Every doctor—it does not matter where they graduate from—must take an oath before they launch into their medical profession. It is called Hippocratic Oath, named after Hippocrates, the “Father of Medicine.” I found this interesting because even in my fields of psychology and theology, no such oath is required. What makes it more interesting is that Hippocrates was born in 460 BC, which means doctors all over the world have faithfully observed this tradition for around 2,500 years. So much respect for the man, and so much respect for the profession of curing illness and saving lives.
There are five oaths; let me just zero in on the second one, “That I will lead my life and practice my art in uprightness and honor.” By making this a part of the oath, Hippocrates meant to say that who we are and what we do are inseparable—that one is an extension of the other. What we do is the extension of what we are and what we are is the extension of what we do. And what we are and what we do are to be the embodiment of uprightness and honor. We are not all doctors, but this oath is to be ours as well. What we do and who we are should be the embodiment of uprightness and honor.

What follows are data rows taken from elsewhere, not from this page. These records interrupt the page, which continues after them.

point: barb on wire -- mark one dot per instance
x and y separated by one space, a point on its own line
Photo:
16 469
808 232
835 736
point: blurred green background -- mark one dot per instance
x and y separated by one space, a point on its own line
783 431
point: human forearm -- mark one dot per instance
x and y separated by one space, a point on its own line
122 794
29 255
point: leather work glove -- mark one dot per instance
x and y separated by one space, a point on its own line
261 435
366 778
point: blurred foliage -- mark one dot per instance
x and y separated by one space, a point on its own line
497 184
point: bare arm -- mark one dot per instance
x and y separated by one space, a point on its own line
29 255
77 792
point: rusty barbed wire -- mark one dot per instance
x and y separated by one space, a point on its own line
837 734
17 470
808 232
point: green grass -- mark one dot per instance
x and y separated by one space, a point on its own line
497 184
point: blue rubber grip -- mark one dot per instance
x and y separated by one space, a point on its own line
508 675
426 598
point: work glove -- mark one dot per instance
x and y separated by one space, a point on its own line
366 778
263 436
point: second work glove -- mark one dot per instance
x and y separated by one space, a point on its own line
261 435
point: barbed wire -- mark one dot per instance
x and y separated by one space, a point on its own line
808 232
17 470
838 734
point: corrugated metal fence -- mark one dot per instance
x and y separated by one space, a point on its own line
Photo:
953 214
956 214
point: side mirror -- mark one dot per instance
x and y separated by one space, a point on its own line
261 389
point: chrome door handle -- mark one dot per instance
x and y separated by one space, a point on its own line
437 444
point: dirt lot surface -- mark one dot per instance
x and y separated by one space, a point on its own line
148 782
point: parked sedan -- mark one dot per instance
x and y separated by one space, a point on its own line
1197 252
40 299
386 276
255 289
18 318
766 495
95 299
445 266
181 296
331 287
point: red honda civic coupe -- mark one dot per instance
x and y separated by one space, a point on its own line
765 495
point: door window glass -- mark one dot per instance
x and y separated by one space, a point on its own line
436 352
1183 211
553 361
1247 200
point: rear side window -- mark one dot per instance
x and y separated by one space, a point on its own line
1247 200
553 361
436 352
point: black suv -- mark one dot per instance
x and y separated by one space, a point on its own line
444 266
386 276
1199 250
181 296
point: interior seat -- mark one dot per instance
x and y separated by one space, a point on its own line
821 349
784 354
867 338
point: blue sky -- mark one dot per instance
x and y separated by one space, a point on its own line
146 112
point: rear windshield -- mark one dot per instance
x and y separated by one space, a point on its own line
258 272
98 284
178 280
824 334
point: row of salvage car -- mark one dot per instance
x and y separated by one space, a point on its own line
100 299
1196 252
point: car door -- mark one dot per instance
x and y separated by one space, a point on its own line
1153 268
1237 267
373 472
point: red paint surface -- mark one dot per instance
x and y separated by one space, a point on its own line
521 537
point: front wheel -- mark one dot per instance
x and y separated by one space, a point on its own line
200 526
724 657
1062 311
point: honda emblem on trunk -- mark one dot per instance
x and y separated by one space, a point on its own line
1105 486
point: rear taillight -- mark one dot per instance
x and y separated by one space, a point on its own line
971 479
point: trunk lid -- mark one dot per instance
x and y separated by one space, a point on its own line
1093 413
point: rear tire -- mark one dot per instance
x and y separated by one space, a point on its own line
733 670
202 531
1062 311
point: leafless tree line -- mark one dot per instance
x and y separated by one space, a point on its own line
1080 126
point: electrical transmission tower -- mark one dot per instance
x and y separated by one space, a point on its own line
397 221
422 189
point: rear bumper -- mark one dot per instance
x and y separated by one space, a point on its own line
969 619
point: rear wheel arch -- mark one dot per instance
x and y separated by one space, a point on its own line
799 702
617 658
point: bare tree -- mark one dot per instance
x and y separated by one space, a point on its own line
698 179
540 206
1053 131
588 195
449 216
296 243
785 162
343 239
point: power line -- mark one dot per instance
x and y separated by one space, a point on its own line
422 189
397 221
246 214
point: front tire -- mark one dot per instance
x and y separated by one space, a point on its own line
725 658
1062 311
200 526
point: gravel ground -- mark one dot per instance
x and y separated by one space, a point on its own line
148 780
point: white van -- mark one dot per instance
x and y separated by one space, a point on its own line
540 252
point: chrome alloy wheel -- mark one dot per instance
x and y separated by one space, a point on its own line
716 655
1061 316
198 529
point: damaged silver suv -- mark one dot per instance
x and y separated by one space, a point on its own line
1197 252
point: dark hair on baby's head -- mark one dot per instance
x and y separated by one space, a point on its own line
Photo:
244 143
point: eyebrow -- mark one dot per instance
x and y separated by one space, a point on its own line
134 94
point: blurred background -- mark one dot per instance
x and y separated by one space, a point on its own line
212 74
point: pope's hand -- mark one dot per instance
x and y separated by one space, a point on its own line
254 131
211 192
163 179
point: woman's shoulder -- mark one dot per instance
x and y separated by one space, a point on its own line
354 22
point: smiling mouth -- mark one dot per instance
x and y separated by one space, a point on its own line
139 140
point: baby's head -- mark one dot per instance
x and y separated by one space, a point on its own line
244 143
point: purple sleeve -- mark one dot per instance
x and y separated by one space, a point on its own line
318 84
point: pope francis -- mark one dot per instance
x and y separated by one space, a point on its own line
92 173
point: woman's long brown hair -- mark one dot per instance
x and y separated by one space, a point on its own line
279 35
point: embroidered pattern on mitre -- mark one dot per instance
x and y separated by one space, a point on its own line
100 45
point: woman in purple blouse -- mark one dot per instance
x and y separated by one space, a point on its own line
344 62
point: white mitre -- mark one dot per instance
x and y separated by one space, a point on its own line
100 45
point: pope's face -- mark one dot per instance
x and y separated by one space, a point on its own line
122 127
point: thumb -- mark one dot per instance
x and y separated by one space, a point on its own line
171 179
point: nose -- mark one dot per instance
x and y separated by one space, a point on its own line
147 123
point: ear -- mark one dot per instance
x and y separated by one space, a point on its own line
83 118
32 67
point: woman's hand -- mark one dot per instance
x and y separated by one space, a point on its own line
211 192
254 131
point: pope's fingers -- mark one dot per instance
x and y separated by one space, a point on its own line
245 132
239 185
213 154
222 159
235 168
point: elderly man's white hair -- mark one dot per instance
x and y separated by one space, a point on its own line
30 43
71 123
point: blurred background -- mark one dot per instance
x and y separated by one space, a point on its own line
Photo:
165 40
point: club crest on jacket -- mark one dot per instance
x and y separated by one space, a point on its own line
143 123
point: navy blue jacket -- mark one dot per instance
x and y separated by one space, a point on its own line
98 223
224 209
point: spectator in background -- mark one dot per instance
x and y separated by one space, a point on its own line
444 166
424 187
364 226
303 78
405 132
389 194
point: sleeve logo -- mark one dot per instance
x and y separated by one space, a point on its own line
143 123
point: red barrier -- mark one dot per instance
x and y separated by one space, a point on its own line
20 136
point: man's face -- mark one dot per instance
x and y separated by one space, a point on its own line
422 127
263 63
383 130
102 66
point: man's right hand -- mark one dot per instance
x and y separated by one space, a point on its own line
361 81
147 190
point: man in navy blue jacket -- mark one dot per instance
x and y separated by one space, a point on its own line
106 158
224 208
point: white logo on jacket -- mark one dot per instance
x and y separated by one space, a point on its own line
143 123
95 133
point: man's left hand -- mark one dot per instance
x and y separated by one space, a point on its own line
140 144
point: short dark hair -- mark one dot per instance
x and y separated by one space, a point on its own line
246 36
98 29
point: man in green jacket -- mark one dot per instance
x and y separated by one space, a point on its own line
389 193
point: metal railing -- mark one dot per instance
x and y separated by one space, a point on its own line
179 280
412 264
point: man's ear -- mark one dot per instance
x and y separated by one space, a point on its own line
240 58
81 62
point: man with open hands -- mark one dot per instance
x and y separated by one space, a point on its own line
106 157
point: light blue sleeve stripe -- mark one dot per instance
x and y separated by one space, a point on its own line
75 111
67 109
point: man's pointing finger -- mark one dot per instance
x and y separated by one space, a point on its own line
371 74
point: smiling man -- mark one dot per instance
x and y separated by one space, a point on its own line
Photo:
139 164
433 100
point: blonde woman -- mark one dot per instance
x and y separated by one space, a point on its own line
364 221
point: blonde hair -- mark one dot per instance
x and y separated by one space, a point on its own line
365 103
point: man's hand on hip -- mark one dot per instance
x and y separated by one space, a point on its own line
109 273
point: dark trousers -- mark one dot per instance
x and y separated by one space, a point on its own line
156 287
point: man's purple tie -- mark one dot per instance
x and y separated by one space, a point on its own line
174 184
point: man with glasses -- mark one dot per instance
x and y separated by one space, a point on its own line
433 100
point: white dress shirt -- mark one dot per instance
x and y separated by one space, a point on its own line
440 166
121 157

One such man is John Fawcett, an 18th century English minister. At age 26, he was ordained and soon began pastoring a small Baptist church in Yorkshire. Seven years into ministry, he was called to be a pastor of a famous Baptist church in London, which he accepted. But on the last day he changed his mind; he could not bear to see the love and the tears of his people. Within a week of that pivotal decision, he wrote, “Blest Be the Tie That Binds,” a hymn that has become a beloved of many. He stayed in Yorkshire till he died at age 78. He refused more lucrative offers and settled for less, but along the way he gained more uprightness and honor.